IBM Support

Time Drift on POWER8 and POWER9 Servers

White Papers


Abstract

Time of day drift can occur on POWER8 and POWER9 servers.

Content

Introduction
Some clients noticed that the Power server time drifts seconds per day when compared to other systems, wall clock, or an NTP reference. They might observe it over a period of days, weeks, or months. The client can be asking questions.

  • “Why is the server behaving differently?”
  • “Is there something wrong with my server?”
  • “Why must I use NTP when I never had to before?”
  • “Why is IBM not told me they changed the TOD accuracy of the server?”

It does not indicate hardware needing replacement. The immediate suggestion is that clients use Simple Network Time Protocol (SNTP)/NTP as the power system Time of Day (TOD) can be expected to drift seconds per day when NTP synchronization is not used.

Background
While a “Time of Day” (TOD) function is a part of the power server for many generations, it is never been part of the server base design requirements that the server be able to keep time accurately on its own. While it needs to be a reasonably good timekeeper, it’s not part of the design to be an accurate timekeeper. Accurate timekeeping is reliant upon external synchronization sources such as Network Time Protocol (NTP).

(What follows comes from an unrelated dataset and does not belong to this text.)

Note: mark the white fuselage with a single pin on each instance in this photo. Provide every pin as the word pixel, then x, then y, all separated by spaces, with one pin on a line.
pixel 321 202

That said, clients have come to observe in the past that the server was, in fact, a very good timekeeper. Some clients have even come to depend on independent server good timekeeping.

Starting in POWER8, the timekeeping accuracy observed by clients under certain conditions is degraded. The TOD is derived from the same oscillators used to operate the system itself. Oscillators were selected by the system designers to support increasingly high-speed communication buses between components in the servers. At the same time, the lack of any requirement that these same oscillators be good timekeepers allowed the selection of components that optimized characteristics that favored high speed interfaces over timekeeping. The result is that customers starting with POWER8 but also in POWER9 noticed that the server, on its own, does not keep time well.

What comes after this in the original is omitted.